Animal Aid
- Founded: 1977; 49 years ago
- Founder: Jean Pink
- Type: Animal rights
- Focus: Vivisection; Animal farming and slaughter; Animal rights; Shooting; Veganism; Horse racing; Wildlife culls; Cruelty-free living;
- Location: Tonbridge, England;
- Region served: United Kingdom
- Methods: Campaigning; Cruelty-free fairs; Undercover investigations;
- Website: www.animalaid.org.uk

= Animal Aid =

British animal rights organisation

Animal Aid is a British animal rights organisation, founded in 1977 by Jean Pink. The group campaigns peacefully against the consumption of animals as food and against animal cruelty such as their use for medical research—and promotes a cruelty-free lifestyle. It also investigates and exposes animal abuse.

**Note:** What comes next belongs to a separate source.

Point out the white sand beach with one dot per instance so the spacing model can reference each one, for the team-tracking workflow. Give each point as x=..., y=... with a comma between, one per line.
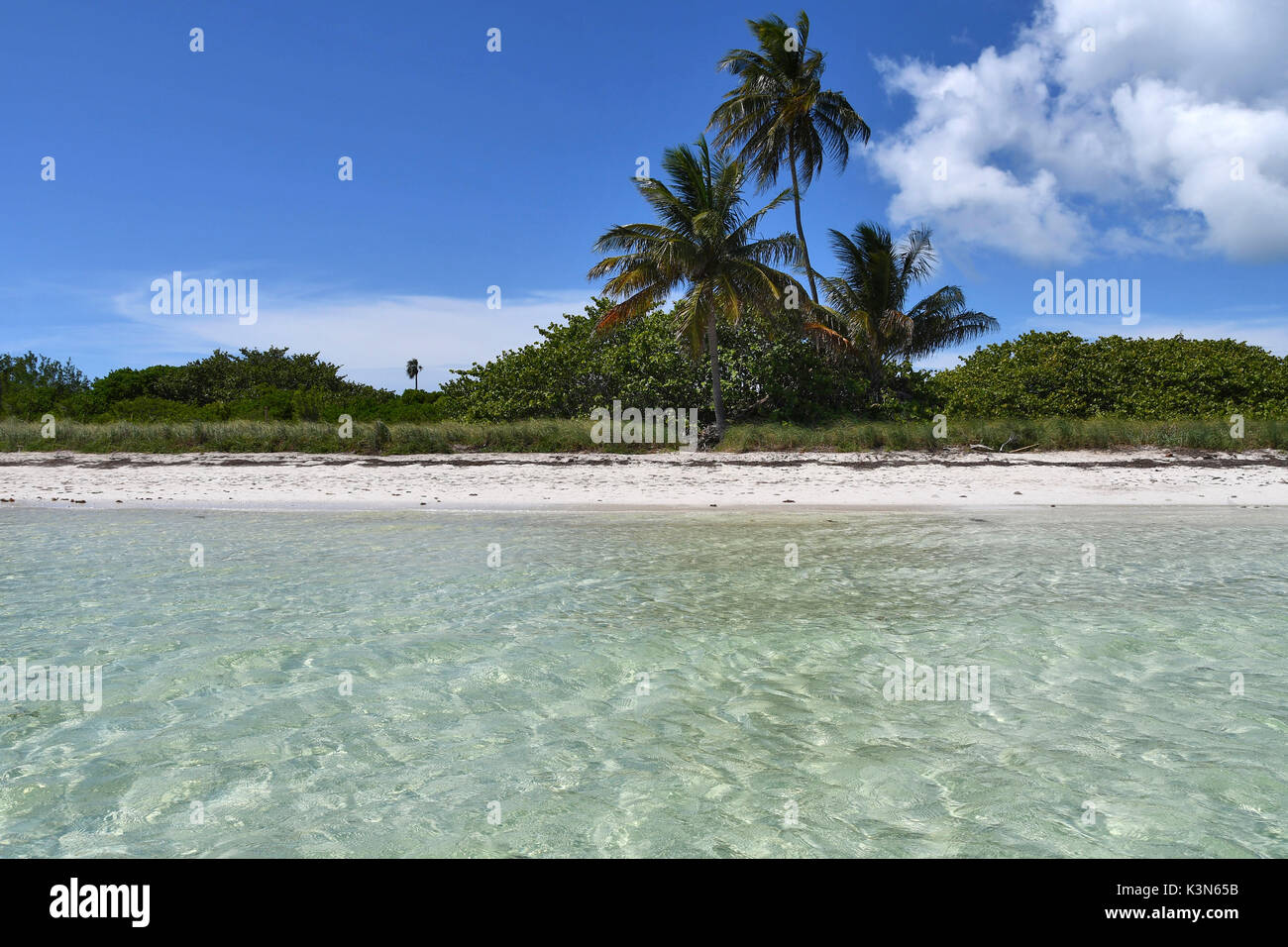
x=698, y=480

Animal Aid conducts undercover investigations, produces campaign reports, leaflets and fact files, as well as educational videos and other resources. They also offer a quarterly magazine and a sales catalogue with vegan and cruelty-free products.

==Aims and objectives==
Animal Aid was founded in January 1977 to work, by all peaceful means, for an end to animal cruelty. The organisation is a not-for-profit limited company run by a volunteer council of management. It has not applied to be a charity so that it is able to use its funds for sometimes controversial campaigns.

==Founding==
Animal Aid was established by primary school teacher Jean Pink in 1977 after borrowing Peter Singer's book, Animal Liberation, from her local library in Tonbridge. Despite not having any experience of campaigning, Pink felt that she needed to do something and advertised for others who felt similarly. Soon a small group sympathetic to animal rights began to meet in Pink's kitchen. Initially, the group used a hand duplicator to create leaflets which they would distribute in London.The organisation rapidly grew in size in its initial years, with Pink giving up teaching to focus on it. In 1984 Pink left the organisation. Pink died on 8 February 2025.

==Campaigns==
Animal Aid campaigns include:

- Slaughter: Animal Aid uses hidden cameras to film in UK slaughterhouses. It has filmed inside sixteen British slaughterhouses, finding evidence of lawbreaking in most of them. Following Animal Aid's CCTV campaign, all the major supermarket chains agreed to insist that their suppliers fit CCTV cameras in their slaughterhouses. Animal Aid campaigns for mandatory independently monitored CCTV in all UK slaughterhouses.
- Horse racing: This aims for an end to commercial horse racing, and as a first step, a ban on the use of the whip except for safety purposes. The investigation was featured in a 2021 BBC Panorama programme, The Dark Side of Horse Racing. Animal Aid maintains lists of horse racing deaths.
- Game bird shooting: Animal Aid campaigns for an end to the production and shooting of animals for pleasure. Some 50 million pheasants and partridges are intensively farmed every year so that they can be released and shot for sport.